The Royal Highland Trust works year-round to create opportunities for children and young people to visit farms as part of their sustainable learning
Throughout the year, come rain or shine, farmers open their gates to provide young people with the opportunity to find out about food production. The Royal Highland Education Trust (RHET) works with farmers and growers across Scotland to engage schools and provide first-hand experiences of farming, food production and life in the countryside.
Young people have the opportunity to visit a wide range of farms from upland sheep farms and dairy units through to Brussels sprouts growers and everything in between. Visiting a local farm with all the sights and smells of food production in action provides lifelong memories.
We all need to eat, and understanding where food comes from is vitally important. In order to make sustainable food choices in life, we need to have information on which to base these choices. The wide range of information out there can be biased and overwhelming and a farm visit can help clarify food production questions young people may have. Visits also touch on concepts like seasonality and food miles, which can be followed up back in the classroom.
Children and young people gain insights into where their food comes from during the farm visits
Scotland is working towards becoming a Good Food Nation and is signed up to the 17 sustainability goals. Food production underpins several of these goals, including good health and life on land. Farm visits can help bring these goals to life and who better to hear from than the person growing or rearing that food?
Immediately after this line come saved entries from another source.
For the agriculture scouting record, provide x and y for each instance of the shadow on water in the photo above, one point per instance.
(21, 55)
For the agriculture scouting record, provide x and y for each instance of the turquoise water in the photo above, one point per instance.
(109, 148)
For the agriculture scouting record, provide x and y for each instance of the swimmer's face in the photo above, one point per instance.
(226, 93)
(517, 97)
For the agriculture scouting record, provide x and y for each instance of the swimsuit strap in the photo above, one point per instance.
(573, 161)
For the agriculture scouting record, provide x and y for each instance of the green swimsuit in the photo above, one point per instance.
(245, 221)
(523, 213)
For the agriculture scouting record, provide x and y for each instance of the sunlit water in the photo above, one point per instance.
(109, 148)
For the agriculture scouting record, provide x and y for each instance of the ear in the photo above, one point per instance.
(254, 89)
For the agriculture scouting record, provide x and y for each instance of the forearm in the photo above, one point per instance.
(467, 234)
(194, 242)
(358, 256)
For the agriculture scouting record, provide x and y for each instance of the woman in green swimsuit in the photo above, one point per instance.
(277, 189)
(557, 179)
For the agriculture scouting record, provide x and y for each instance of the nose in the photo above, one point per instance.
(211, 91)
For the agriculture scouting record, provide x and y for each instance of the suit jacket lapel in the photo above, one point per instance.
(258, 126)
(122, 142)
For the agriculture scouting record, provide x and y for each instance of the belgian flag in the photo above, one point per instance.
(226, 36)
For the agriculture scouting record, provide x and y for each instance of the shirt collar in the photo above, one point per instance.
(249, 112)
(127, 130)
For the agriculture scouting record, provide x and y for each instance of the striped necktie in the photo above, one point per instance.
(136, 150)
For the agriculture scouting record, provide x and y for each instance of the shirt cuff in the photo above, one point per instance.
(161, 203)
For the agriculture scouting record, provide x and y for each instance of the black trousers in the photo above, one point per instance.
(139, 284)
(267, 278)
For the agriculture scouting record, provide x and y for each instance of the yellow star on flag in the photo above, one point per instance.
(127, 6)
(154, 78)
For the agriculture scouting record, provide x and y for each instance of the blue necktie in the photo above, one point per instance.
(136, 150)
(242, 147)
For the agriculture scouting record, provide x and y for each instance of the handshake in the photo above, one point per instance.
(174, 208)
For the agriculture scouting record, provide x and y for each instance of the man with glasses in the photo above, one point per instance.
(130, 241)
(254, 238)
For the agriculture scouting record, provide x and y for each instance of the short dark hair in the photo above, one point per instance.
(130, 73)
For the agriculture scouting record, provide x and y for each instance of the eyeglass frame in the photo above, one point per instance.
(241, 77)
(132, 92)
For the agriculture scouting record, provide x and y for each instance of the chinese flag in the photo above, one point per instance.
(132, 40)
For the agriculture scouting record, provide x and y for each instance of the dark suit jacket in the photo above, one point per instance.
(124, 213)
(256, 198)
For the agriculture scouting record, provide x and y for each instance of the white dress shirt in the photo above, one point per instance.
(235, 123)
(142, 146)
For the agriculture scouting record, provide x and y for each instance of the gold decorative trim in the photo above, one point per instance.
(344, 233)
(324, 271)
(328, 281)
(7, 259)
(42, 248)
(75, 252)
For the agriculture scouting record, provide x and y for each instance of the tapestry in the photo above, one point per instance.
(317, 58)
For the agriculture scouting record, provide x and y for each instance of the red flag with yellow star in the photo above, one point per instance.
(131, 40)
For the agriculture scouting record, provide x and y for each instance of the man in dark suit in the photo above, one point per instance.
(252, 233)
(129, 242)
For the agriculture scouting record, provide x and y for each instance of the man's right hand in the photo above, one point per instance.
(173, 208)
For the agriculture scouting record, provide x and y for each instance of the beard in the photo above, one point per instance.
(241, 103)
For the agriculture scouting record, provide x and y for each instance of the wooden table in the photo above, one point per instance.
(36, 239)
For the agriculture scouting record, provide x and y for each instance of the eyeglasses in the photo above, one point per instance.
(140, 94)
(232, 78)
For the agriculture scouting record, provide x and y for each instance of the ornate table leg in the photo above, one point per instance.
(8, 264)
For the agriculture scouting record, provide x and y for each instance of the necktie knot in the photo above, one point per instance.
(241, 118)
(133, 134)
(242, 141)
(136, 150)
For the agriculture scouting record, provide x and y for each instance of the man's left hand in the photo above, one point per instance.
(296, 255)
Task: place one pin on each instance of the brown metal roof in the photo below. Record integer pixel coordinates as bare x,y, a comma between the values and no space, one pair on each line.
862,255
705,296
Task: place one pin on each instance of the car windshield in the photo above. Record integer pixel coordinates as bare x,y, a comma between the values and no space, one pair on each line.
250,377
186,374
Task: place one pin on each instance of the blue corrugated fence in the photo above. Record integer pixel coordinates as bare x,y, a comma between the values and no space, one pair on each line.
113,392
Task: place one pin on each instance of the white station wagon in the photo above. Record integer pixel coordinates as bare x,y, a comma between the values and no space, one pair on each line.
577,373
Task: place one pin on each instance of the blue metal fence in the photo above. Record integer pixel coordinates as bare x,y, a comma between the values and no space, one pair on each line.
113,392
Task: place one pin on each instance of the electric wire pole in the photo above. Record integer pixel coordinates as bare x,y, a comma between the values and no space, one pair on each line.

A visit to a real working farm is a great example of sustainable learning. There are so many opportunities to engage on the farm, from seeing dairy cows being milked, identifying crops growing in the fields, smelling the silage the cows eat, or touching harvested wheat – the list goes on.
Seeing young people on a farm, shows how valuable these experiences are. They are excited and ask questions you would never get coming forward in the classroom setting. All the senses are engaged and for some it will be the first time they have visited a farm or even put on a pair of welly boots!
As well as an opportunity for outdoor learning, children and young people get some hands on experience identifying crops
A farm visit is much more than a day out – it is a learning experience covering food production, health and wellbeing, biodiversity, land management and of course, a great example of outdoor learning – and this invaluable learning experience is one that all young people should have access too.
The Scottish Government’s Learning for Sustainability – Vision 2030+ Action Plan provides a framework to increase the amount of learning time spent on sustainable skills.